Guillaume Valadon looked at his screen in Paris and saw the skeleton of the American security state sitting in a public folder. The security researcher found a GitHub repository named Private-CISA that had been left wide open for six months. Inside were spreadsheets containing plain-text passwords, private keys, and administrative tokens for AWS GovCloud accounts. One file was simply named AWS-Workspace-Firefox-Passwords.csv, according to report from Krebs on Security. This was not a sophisticated hack; it was a total administrative collapse by a contractor named Nightwing.

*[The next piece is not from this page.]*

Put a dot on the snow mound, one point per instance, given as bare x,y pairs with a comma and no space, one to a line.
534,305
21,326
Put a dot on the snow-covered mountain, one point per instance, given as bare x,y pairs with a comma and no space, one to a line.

While the digital keys to the kingdom sat on the open web, the biological engine of the Department of Homeland Security is grinding to a halt. In Washington, 240,000 DHS employees have entered their second week without a paycheck. The federal government claims it has no money for the guards at the ports and borders. Yet, the same administration has found the liquidity to issue $36 billion in civil fines against migrants. According to federal officials, these fines target 65,000 people to recoup the costs of their own detention.

Todd Blanche, the acting attorney general, sat before Senate lawmakers on Tuesday to defend a different kind of spending. He was grilled over a new $1.8 billion anti-weaponization fund. Democrats call it a slush fund for political allies; Blanche told the committee the fund is unusual but not unprecedented. Per the New York Times, the deal also includes a provision barring the IRS from pursuing tax claims against the President’s family or businesses.

Read together, these moves describe a state that is liquidating its functional capacity—its staff and its data security—to bankroll the political defense of its masters. The thread linking these events, though stated in no filing, suggests the Hollow State has transitioned into a direct spoils system. The government cannot pay the man at the gate, and it cannot keep its passwords in a locked drawer, but it can find billions to compensate its friends for their legal fees.

CISA has confirmed it is investigating the exposure of the credentials. The agency, responsible for the cybersecurity of the entire civilian federal network, is now the primary victim of its own negligence. The material provided a detailed view of the federal cloud footprint, including internal service endpoints and secret-management paths. The data was accessible to anyone with an internet connection from November 2025 until mid-May 2026. The department that demands total surveillance of the public cannot even manage a basic password manager.